When it comes to celebrating top grub, The World’s 50 Best Restaurants list is the Godfather presiding over the food industry. This year’s ceremony in Bilbao drew the great and the good from the world’s top eateries to celebrate pioneering restaurants and chefs. The resultant list gives some key insights into what has and hasn’t changed in the food industry as a whole. Here are three of the key takeaways.
Gender equality has improved (but not a lot)
The number of female chefs on the list increased from last year’s three, to five. While that’s an improvement, it’s also a tiny fraction of a 50-strong list of restaurants. It’s also surprising considering the food industry’s recent efforts to make itself more hospitable to all, supporting teams and nurturing talent, tackling the image of kitchens as male-dominated and aggressive and having more open discussions about hours and splitting shifts.
Previously labelled ‘insulting’ by industry experts for even existing at all, the ‘Best Female Chef’ award was once again hotly contested. After all, a chef is a chef, regardless of gender. This year it was awarded to the UK’s own Clare Smyth for her solo debut at Core in London, but strangely the restaurant itself was missing from the list.
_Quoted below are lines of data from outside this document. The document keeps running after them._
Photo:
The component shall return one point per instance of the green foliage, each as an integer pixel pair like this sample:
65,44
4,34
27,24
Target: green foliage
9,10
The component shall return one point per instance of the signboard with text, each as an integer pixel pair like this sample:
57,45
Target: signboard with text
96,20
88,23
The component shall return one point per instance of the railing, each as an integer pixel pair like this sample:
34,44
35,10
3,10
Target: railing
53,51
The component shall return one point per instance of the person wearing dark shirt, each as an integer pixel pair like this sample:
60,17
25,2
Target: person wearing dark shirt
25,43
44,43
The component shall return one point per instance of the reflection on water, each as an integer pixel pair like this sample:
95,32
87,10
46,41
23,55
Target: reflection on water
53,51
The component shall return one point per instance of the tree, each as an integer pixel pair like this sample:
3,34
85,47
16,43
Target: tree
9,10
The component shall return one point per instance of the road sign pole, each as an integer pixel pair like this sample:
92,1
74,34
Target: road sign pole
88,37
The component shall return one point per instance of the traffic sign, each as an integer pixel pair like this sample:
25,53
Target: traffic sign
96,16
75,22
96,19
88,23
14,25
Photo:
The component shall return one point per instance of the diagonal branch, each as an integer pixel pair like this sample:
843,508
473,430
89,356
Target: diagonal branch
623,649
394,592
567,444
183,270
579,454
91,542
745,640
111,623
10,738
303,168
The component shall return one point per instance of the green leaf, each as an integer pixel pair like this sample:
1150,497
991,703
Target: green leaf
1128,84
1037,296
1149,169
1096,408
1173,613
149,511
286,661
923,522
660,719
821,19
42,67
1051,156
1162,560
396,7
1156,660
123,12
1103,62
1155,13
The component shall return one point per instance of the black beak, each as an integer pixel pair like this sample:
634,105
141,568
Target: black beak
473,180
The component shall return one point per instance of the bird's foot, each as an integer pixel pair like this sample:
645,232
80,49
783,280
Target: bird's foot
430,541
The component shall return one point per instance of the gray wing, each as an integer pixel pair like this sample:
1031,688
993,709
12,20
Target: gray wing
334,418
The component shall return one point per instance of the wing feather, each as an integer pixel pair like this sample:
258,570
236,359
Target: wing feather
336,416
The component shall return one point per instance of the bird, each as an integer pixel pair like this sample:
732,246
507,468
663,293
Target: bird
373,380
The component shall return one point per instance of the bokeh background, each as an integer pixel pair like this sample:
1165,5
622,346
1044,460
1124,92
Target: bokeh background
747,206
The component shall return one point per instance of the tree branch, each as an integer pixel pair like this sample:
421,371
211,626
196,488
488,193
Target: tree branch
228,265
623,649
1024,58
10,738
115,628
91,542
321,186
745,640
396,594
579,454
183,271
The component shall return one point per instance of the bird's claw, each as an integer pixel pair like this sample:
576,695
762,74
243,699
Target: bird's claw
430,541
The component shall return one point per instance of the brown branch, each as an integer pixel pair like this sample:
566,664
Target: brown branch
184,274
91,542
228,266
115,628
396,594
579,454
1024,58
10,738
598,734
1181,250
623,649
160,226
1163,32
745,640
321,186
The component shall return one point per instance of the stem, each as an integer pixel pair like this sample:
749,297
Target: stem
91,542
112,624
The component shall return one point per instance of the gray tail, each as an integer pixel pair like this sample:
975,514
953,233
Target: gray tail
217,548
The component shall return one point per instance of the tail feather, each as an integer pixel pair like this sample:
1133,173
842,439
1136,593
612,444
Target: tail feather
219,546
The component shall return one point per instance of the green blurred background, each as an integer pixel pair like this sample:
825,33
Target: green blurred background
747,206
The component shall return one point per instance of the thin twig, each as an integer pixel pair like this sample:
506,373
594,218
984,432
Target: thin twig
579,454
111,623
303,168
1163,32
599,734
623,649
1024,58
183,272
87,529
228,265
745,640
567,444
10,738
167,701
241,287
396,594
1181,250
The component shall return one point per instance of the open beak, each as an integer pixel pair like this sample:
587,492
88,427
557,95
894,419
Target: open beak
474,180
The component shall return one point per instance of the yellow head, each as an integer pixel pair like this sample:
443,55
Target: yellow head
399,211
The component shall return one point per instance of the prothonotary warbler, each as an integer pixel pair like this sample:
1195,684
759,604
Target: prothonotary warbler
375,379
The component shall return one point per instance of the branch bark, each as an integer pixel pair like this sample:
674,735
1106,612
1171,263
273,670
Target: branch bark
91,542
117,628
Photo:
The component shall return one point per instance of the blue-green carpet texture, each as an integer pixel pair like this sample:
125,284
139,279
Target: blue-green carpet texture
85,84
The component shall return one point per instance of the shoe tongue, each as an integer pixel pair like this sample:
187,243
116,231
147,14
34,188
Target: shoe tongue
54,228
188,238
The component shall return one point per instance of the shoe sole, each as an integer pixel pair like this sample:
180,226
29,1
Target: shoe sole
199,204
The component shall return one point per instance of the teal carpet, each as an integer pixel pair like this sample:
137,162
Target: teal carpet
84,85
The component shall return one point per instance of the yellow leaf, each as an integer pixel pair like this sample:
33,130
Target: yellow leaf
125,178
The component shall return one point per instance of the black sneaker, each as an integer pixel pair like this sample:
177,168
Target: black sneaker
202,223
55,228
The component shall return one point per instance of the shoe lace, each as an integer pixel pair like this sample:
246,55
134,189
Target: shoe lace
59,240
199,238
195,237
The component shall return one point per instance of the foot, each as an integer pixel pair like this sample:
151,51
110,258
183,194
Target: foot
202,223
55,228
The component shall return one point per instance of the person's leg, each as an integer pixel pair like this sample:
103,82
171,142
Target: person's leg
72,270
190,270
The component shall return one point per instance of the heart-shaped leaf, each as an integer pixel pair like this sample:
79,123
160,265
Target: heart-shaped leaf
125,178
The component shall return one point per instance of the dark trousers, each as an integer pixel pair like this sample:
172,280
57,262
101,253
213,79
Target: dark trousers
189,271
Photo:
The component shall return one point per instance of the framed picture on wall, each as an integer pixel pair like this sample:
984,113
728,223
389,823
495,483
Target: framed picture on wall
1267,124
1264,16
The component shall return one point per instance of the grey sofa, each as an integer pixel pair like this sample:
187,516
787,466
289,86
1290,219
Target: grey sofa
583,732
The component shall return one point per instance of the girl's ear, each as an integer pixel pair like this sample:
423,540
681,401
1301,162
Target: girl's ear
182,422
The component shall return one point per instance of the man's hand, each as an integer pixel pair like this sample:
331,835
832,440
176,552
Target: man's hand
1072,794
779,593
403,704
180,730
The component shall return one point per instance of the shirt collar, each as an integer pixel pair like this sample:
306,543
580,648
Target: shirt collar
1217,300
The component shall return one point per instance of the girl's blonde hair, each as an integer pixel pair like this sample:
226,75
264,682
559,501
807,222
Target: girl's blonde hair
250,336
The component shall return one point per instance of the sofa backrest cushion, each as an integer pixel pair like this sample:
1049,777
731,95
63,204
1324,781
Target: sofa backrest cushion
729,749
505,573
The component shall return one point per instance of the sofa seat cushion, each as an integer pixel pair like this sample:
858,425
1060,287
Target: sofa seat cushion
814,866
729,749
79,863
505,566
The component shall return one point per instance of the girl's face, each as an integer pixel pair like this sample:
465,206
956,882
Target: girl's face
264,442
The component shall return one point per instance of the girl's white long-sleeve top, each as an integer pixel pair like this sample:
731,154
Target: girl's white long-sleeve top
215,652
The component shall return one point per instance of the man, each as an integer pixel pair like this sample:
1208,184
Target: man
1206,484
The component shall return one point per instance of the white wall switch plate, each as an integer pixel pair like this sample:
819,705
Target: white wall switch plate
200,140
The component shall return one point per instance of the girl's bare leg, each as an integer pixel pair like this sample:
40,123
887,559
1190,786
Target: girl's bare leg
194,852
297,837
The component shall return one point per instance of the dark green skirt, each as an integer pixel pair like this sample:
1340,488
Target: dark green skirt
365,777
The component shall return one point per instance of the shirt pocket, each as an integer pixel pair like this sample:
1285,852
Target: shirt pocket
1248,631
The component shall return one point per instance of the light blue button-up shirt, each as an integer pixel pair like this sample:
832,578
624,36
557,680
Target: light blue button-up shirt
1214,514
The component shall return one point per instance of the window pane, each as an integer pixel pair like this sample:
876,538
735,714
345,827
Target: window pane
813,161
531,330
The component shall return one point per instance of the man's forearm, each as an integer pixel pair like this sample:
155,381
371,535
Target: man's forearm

In an acceptance speech that touched on gender equality and improving the work environment in kitchens, Smyth said throughout her career she’d been asked, ‘What is it like to be a female chef?’ to which she replied, ‘I’m not sure what you mean, because I’ve never been a male chef.’
The benefits of a gender diverse workplace and equal hiring practices have been well documented. Higher engagement, more creativity and better talent recruitment, to name just a few. A recent study by McKinsey & Company found that companies in the top quartile for gender diversity were 21 percent more likely to have above-average profits.
Peruvian food is having ITS moment
Consumers have already developed a taste for ceviche, quinoa and of course the pisco sour, but this year we predict a boom in Peruvian fast food offerings like blue and purple corn, pork-belly stuffed chicharrón sandwiches and salchipapas – a sausage and French fries mash up, served with coleslaw. You can even expect edgier options like beef heart skewers to enter the mainstream. Three restaurants from Peru made it onto this year’s list, including one – Central in Lima – that made the top five – no mean feat for a relatively small country. Latin American cuisine has rocketed in popularity and this shows no sign of slowing. The National Restaurant Association named it as one of 2018’s top 20 food trends.
Expect to see a lot more Peruvian food and drink in 2018/19.
Sustainable business strategies need to be ramped up
Sustainability has come a long way since 2014. That year, the Sustainable Restaurant Award was launched and awarded to Spanish restaurant Azurmendi, which at the time was deemed to be doing everything possible to care for the planet and the local community. Last year, Japan’s L’Effervescence won for its nose-to-tail and root-to-fruit approaches, ensuring that there is no unnecessary waste. And this year the trophy was handed back to Azurmendi, which improved its sustainability rating from an impressive 84% to 93% over a four-year period, proving that in the search for a sustainable future, there are no limits that cannot be broken.
The banning of plastic straws is just the beginning of a seismic shift in attitude, which will cause businesses to step up to the challenge of implementing sustainable practices.